Trustworthy and low-power computing at the limits of digital abstraction

Mastooreh (Negin) Salajegheh, University of Massachusetts Amherst
Host: Avi Rubin

It is challenging to write software that fits the energy budget of low-power devices, but it is even more difficult to preserve the security and sanity of the system at the same time.

Recent years have witnessed a proliferation of low-power embedded devices with a power range of few milliwatts to microwatts. The capabilities of the embedded systems continue to improve dramatically as their size shrinks; however, improvements in battery density and energy harvesting have failed to mimic a Moore’s law. Thus, energy remains a formidable bottleneck for trustworthy and low-power embedded computing.

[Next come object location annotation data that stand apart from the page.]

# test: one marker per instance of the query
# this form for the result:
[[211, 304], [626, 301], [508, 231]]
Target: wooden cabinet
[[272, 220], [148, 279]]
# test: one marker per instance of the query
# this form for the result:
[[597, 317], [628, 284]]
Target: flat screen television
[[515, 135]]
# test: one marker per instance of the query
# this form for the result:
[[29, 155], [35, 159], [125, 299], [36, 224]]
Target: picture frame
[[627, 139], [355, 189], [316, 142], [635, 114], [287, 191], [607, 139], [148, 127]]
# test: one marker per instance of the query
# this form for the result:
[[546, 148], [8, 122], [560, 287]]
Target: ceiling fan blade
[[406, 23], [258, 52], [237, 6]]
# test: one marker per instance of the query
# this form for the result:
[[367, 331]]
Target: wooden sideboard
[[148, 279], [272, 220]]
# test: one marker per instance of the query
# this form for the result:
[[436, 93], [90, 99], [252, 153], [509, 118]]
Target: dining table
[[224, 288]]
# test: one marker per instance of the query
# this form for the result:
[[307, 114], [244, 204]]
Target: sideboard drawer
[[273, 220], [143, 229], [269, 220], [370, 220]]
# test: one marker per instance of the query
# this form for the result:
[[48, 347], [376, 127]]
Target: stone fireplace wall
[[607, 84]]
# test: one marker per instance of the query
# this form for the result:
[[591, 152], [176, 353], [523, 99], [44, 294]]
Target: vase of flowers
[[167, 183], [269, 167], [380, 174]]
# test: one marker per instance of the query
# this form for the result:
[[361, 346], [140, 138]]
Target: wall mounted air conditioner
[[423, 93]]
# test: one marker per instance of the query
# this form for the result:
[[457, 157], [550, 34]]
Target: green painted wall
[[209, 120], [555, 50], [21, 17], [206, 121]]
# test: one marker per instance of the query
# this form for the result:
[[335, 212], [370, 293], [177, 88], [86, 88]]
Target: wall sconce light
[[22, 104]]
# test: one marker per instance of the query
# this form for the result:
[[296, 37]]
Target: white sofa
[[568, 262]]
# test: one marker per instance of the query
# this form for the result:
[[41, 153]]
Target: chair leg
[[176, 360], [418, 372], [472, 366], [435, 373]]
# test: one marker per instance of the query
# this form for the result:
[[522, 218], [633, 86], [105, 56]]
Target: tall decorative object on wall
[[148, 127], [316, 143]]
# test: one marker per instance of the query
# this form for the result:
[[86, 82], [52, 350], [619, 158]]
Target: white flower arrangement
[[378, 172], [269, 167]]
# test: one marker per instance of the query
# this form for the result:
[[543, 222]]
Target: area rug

Instead of trying to create hardware with ideal energy proportionality, my research explores the effectiveness of software techniques that bend digital abstractions in order to reduce energy consumption while protecting program security and semantics.

My talk will cover three research contributions that unleash energy otherwise squandered on communication, storage, and time keeping:

  1. TARDIS [USENIX Security'12], which provides a trustworthy notion of time to low-power systems without clocks by exploiting the decay properties of SRAM,
  2. CCCP [USENIX Security'09], which offers an energy-efficient storage alternative to the local non-volatile storage by relying on cryptographic backscatter radio communication,
  3. Half-Wits [USENIX FAST'11], which allows for operating an embedded system at below-spec supply voltages in order to reduce energy consumption while maintaining storage reliability using software-only coding algorithms.

Speaker Biography

Mastooreh (Negin) Salajegheh is a postdoctoral research associate at the University of Virginia working with Kevin Skadron. She received her Ph.D. degree in 2012 from the University of Massachusetts Amherst, under the supervision of Kevin Fu. During her internship with Jie Liu’s Sensing and Energy Research Group (SERG) at Microsoft Research, Negin researched trustworthy operation of Near Field Communication (NFC). She has received the Outstanding Synthesis Project award (Sponsored by Yahoo) for her work on probabilistic storage. Negin was one of the top four finalists of UMass Innovation Challenge Award. Her research focuses on low-power and trustworthy operation of pervasive computers, energy management, and probabilistic storage. Her research goal is to make low-power computers (specially batteryless ones) more secure and energy-aware. During her PhD studies, Negin served as the co-chair of CS Women group at UMass Amherst for a year and she has attended several outreach events for girls in IT.